I loved her at that moment more than ever, and she’s the only one I ever told about the island. She is the only one, I think, who would ever believe such a thing. When I jokingly said, “I am an island” it was she who said, “Well from what you’ve d described, technically you’re an archipelago.”

 

It’s taken me a year of physical therapy to get up and walking on my own again, and even now I walk with a cane and a limp, but I can walk and that’s enough. I do miss the island sometimes and wonder if I’ll ever see it again. I think I might but I can’t be sure, I do hope so. Maybe next time I won’t be so scared of the ocean, and I’ll go for a swim.

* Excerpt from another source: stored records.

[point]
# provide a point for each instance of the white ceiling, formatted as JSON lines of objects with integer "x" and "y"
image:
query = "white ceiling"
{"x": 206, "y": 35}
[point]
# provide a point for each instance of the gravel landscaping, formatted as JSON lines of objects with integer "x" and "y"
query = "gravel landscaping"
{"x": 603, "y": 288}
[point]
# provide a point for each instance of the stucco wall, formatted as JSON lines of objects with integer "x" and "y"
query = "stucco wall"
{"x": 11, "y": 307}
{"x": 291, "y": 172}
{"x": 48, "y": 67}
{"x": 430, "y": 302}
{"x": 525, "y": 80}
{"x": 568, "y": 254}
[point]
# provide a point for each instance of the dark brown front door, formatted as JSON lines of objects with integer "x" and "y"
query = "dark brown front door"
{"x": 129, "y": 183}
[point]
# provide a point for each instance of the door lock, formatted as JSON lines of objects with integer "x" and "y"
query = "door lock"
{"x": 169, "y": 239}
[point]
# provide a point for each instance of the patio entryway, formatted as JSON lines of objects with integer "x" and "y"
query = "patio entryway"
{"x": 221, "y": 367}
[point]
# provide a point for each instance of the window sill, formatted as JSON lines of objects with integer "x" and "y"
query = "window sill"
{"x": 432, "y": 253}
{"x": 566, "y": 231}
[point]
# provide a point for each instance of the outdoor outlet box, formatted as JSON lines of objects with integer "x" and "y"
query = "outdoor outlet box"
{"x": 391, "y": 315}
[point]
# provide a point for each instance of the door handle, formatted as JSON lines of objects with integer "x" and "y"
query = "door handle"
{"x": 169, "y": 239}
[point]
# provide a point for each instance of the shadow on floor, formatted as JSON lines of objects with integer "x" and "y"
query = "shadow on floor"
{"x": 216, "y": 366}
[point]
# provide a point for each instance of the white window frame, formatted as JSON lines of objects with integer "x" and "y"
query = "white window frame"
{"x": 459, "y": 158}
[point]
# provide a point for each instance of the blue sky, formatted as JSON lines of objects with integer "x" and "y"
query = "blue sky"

While I’m around I’ve been enjoying all my favorite things, and they’re sweeter than ever. I am after all a cast away returned to the mainland, and such an event in one’s life allows you to indulge in life’s simple pleasures, and experience the nuances of every small joy. I’ve been listening to music nonstop and in addition to tearing through my ‘to read’ list I am rereading all my favorite books, zooming through The Dark Tower series right now and it’s better than I remember. Recently I checked Moby Dick, and was reassured to find Ishmael still kicking things off and Moby Dick not being taken out like a certain famous great white. Marie and I were lucky enough to catch a matinee showing of one of my favorite old Scorsese films last night and it was better than ever. It really is amazing how much you overlook or just plain forget about.

No matter how many times you’ve seen a thing, there’s always something you missed.